JUDGMENT
Sandhawalia, J.
1. In connection with the assessment years 1960-61 and 1961-62 of the assessee-firm, Messrs. Munshi Ram Tilak Raj of Amritsar, the relevant notice under Section 22(1) of the Indian Income-tax Act, 1922, was published in April, 1960. This notice directed the filing of the returns by the assessee within 65 days of its publication. However, the returns for both the years were filed on the 18th of December, 1962. Admittedly, there was a delay of 30 months and 18 months, respectively, in filing these returns. Consequently, a notice under Section 274, read with Section 271(1)(a) was issued to the assessee directing him to show cause why penalty be not imposed for the late filing thereof. Written explanations were filed in respect of this delay on behalf of the assessee, but the Income-tax Officer did not accept the said explanations and, holding that the same was deliberate and wilful, imposed penalties to the tune of Rs. 3,612’89 and Rs. 2,827-19, respectively, by his orders dated the 27th June, 1963, It is evident, therefore, that the assessments for the two relevant years were completed after the first of April, 1962. The assessee. appealed and the Appellate Assistant Commissioner partially accepting the appeal directed tLat the delay in furnishing the returns committed before 1st April, 1962, be ignored on the ground of the violation of Articles 14 and 20(1) of the Constitution of India. Accordingly, the penalties imposed were reduced to Rs. 1,150 and Rs. 1.165, respectively, by his consolidated order dated the 11th December, 1963. On appeal, the Income-tax Appellate Tribunal (Delhi Bench “B”) held that the Appellate Assistant Commissioner had erred in holding that the penalty was not leviable for the portion of the delay committed up to the 1st of April, 1962, on the ground of the constitutional violation abovesaid. However, it proceeded to hold that the penalties leviable on the assessee should be determined with reference to the provisions of the Act of 1922 and not under the Act of 1961 and, consequently, held that the reduced penalties were reasonable and did not deserve interference. Two applications were then moved by the revenue praying that a statement of the case be drawn up for reference to the High
Court and, accepting the same, the Tribunal has referred the following two questions for our opinion ;
“Whether, on the facts and in the circumstances of the case, the Tribunal was right in law in holding that the penalty leviable under Section 271(1)(a) of the Income-tax Act, 1961, should be determined with reference to the provisions of the Indian Income-tax Act, 1922 ?

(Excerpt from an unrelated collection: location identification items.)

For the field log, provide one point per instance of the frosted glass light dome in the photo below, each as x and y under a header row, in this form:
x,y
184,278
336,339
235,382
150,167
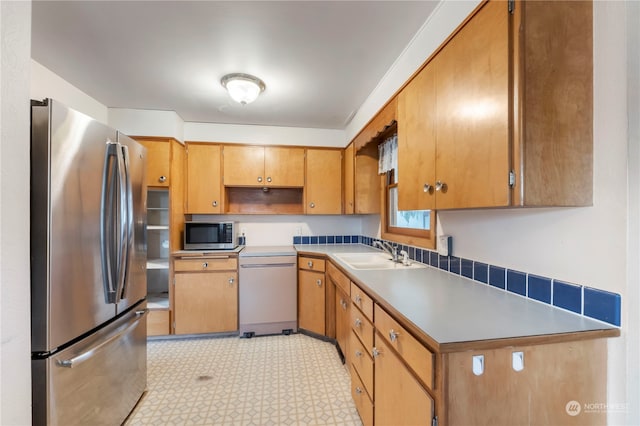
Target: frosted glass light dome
x,y
243,88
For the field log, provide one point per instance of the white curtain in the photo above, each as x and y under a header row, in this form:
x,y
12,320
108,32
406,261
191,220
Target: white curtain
x,y
388,156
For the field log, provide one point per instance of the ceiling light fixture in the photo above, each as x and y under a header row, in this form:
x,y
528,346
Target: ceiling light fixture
x,y
243,88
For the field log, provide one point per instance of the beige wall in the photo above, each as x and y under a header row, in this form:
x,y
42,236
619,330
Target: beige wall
x,y
15,366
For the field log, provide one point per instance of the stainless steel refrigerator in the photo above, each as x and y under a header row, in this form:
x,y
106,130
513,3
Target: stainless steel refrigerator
x,y
88,269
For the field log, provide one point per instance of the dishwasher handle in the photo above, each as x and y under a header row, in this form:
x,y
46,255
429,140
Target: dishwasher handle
x,y
268,265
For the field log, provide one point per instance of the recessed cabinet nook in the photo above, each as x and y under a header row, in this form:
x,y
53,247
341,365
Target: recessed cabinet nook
x,y
500,115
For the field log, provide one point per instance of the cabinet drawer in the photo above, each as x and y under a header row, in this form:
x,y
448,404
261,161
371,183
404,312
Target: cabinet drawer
x,y
362,327
206,264
362,362
419,358
339,278
362,301
311,263
361,399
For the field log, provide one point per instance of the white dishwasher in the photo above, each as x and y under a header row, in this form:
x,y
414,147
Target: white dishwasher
x,y
268,296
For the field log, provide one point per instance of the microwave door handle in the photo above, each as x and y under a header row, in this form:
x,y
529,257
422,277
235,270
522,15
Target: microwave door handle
x,y
108,204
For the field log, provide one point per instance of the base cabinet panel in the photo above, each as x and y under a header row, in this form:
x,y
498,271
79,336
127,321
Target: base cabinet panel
x,y
206,302
551,377
399,398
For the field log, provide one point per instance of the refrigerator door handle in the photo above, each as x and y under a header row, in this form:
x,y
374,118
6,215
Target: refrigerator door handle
x,y
88,354
127,222
109,252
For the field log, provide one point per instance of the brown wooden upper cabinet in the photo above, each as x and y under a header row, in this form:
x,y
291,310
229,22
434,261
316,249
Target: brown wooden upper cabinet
x,y
264,166
323,189
158,161
483,126
204,188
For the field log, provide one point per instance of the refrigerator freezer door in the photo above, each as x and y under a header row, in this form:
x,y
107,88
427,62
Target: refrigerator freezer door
x,y
96,381
135,276
67,161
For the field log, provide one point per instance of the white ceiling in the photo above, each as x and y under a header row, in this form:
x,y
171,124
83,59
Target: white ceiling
x,y
319,59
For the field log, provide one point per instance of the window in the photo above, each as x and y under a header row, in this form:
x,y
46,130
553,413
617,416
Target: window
x,y
406,226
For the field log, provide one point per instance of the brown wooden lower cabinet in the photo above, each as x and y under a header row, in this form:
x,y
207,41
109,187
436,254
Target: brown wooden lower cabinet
x,y
158,322
205,295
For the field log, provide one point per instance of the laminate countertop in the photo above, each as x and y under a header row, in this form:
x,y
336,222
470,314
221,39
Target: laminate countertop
x,y
455,313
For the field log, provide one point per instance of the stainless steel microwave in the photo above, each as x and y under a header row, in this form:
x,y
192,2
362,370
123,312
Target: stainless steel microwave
x,y
210,235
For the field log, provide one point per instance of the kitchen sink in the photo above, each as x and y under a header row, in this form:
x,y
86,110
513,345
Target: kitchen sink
x,y
374,261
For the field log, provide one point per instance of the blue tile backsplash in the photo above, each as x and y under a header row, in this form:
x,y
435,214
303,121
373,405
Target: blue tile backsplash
x,y
590,302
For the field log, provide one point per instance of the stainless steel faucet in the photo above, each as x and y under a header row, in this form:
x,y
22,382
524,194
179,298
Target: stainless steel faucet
x,y
392,250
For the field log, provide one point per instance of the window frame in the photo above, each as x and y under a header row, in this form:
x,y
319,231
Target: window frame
x,y
410,236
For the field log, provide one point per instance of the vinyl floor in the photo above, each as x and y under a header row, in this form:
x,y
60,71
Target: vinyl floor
x,y
267,380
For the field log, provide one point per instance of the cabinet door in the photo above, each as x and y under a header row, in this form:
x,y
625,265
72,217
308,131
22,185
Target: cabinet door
x,y
323,189
349,180
343,318
284,167
399,398
311,301
206,302
417,142
243,165
472,127
158,162
203,179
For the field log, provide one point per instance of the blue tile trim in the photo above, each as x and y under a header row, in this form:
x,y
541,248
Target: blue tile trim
x,y
567,296
454,265
602,305
466,268
517,282
496,276
540,288
480,271
590,302
443,262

2. Whether, on the facts and in the circumstances of the case, the Tribunal was right in law in holding that the penalties of Rs. 1,150.00 and Rs. 1,165.00, which were less than the minimum prescribed by Section 271(1)(i) were reasonable?”
2. Mr. D. N. Awasthy on behalf of the revenue contends that the matter now stands covered by the decision of their Lordships in Jain Brothers v. Union of India, [1970] 77 I.T R. 107 (S.C.)., and also places reliance on a Division Bench judgment of this court in Commissioner of Income-tax v. Kirpa Ram Radha Kishan, See Appendix page 623 infra, (I.T.R. No. 11 of 1968, decided on 21st of April, 1970).
3. We do not have the advantage of hearing any argument in reply as the assessee has not put in an appearance in this court. However, it is undisputed in the present case that both the assessments are prior to the year ending the 31st day of March, 1962, and the assessments for both have been completed after the first day of April, 1962. In this context, therefore, we are of the view that the following observations of their Lordships in Jain Brothers case have a direct bearing :
“We are further unable to agree that the language of Section 271 does not warrant the taking of proceedings under that section when a default has been committed by failure to comply with a notice issued under Section 22(2) of the Act of 1922. It is true that Clause (a) of Sub-section (1) of Section 271 mentions the corresponding provisions of the Act of 1961, but that will not make the part relating to payment of penalty inapplicable once it is held that Section 297(2)(g) governs the case. Both Sections 271(1) and 297(2)(g) have to be read together and in harmony and so read the only conclusion possible is that for the imposition of a penalty in respect of any assessment for the year ending on March 31, 1962, or any earlier year which is completed after first day of April, 1962, the proceedings have to be initiated and the penalty imposed in accordance with the provisions of Section 271 of the Act of 1961. Thus, the assessee would be liable to a penalty as provided by Section 271(1) for the default mentioned in Section 28(1) of the Act of 1922, if his case falls within the terms of Section 297(2)(g).”
4. The Division Bench case cited on behalf of the revenue also directly covers the points in issue.
5. In our view, therefore, the answer to both the questions referred for decision must be in the negative. There will be no order as to costs. Prem Chand Pandit, J. 6. I agree.